Wetenschappelijke naam: Dendroctonus micans
Synoniemen: –
Nederlandse naam: Grote sparrenbastkever
Taxonomische indeling: Coleoptera: Scolytidae
Beschrijving en levenscyclus:
De bastkevers zijn meestal kleine, donkerbruine of zwarte kevertjes met zeer korte snuit, knievormig gebogen antennen met een min of meer ovale tot bolvormige eindknots en gladde of dun behaarde dekschilden.
In het voorjaar boren de kevers een gang onder de bast van vooral verzwakte of stervende bomen. Aan de rand van deze gang worden de eieren in nisjes afgezet. De larven vreten hun gangen min of meer loodrecht op de moedergang, waardoor tenslotte een verward netwerk ontstaat. Aan het einde van de larvengang vindt de verpopping plaats. Van daaruit boren de jonge kevers openingen naar buiten.
De meeste soorten van deze familie tasten slechts sterk verzwakte bomen aan, zodat ze bosbouwkundig gezien, minder belangrijk zijn.

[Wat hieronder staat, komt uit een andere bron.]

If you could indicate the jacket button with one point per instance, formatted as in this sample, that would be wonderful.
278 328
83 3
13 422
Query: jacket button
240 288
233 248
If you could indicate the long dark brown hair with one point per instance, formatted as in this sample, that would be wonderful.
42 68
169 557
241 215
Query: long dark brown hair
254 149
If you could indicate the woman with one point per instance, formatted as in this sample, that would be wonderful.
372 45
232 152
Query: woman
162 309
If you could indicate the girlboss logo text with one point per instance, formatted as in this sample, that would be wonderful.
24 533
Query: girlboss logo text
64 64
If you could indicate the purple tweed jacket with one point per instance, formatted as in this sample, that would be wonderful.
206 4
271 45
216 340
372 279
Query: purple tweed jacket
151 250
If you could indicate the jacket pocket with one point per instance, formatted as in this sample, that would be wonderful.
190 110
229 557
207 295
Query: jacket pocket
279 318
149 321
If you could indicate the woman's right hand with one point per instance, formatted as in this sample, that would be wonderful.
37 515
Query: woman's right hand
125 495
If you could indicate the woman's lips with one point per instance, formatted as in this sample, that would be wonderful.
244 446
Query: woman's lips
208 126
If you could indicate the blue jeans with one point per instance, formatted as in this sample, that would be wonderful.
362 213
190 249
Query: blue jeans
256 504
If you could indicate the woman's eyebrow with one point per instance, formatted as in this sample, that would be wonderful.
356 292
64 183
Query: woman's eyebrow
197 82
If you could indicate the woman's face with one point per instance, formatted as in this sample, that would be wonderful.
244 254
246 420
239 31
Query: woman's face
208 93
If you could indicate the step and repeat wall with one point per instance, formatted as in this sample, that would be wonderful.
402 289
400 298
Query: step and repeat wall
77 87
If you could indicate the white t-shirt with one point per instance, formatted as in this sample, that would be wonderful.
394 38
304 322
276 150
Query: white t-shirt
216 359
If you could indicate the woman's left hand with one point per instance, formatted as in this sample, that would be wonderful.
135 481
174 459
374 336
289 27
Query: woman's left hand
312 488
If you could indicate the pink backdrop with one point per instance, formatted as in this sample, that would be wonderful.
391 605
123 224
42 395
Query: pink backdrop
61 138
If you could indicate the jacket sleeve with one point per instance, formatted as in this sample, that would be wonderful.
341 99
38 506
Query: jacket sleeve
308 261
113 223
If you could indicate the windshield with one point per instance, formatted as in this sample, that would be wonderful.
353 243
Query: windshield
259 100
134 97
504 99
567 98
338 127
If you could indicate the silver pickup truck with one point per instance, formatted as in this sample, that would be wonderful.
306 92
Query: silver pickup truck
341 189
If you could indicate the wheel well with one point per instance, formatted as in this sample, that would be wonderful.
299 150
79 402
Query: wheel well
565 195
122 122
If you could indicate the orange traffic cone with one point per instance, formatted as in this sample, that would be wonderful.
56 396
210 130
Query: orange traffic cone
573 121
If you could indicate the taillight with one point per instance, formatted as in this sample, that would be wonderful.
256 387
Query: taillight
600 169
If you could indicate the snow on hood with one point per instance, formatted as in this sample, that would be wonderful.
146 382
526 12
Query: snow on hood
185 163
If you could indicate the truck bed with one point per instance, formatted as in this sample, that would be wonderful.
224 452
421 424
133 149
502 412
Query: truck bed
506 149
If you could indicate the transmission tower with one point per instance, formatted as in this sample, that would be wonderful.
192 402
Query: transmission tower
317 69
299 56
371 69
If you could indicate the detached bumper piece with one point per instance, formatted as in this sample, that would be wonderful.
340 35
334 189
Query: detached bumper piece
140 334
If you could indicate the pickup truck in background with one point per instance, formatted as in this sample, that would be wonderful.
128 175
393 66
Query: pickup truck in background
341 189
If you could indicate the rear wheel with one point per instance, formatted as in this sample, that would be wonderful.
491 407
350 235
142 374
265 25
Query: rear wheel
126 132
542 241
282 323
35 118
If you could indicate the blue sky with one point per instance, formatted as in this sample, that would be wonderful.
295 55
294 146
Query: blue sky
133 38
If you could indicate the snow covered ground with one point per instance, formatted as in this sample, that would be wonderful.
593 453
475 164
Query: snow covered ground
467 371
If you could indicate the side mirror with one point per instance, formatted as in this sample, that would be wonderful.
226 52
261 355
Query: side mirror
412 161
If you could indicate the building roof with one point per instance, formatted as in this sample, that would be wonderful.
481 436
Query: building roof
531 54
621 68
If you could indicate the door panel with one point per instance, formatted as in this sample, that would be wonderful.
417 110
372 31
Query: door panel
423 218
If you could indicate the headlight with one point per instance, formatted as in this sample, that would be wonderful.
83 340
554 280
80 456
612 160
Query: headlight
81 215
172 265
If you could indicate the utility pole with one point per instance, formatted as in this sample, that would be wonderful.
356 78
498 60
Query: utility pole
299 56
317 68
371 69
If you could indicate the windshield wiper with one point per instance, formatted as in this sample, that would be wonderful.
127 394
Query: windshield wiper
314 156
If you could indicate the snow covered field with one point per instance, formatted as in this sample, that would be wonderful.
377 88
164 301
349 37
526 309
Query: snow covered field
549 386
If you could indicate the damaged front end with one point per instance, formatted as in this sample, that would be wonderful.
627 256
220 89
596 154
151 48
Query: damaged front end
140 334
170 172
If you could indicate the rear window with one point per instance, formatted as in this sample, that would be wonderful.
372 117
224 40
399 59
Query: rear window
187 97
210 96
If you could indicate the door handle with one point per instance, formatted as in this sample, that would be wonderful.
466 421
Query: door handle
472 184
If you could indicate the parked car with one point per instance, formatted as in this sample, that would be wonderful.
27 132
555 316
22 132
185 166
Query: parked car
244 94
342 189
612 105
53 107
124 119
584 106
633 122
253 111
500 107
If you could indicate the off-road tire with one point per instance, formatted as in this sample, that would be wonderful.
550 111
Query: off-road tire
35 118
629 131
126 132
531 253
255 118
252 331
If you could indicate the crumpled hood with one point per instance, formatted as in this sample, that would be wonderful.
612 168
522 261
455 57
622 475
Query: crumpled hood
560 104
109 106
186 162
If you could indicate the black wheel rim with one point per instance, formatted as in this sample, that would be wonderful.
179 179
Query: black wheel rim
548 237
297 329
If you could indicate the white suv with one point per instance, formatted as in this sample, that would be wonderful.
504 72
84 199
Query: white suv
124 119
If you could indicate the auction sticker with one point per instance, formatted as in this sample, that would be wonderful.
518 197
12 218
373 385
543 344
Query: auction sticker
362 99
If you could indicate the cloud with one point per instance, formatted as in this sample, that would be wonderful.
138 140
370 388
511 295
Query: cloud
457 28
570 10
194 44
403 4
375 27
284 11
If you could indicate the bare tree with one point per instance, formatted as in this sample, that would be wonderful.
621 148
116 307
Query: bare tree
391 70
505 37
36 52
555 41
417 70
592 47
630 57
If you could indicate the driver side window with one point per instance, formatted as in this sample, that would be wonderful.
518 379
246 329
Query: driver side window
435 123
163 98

Adult: Met 6 – 9 mm lang is dit de grootste bastkeversoort. Donkerbruin of zwart en sterk glanzend. Voelsprieten en poten zijn bruinachtig. Het lichaam is sterk gewelfd en met fijne gelige haartjes begroeid. Het voorhoofd is dicht gepunteerd en sterk behaard. Het vrouwtje is doorgaans groter dan het mannetje.
Larve: De larve is tot 1 cm lang; wit, pootloos, met bruine kop.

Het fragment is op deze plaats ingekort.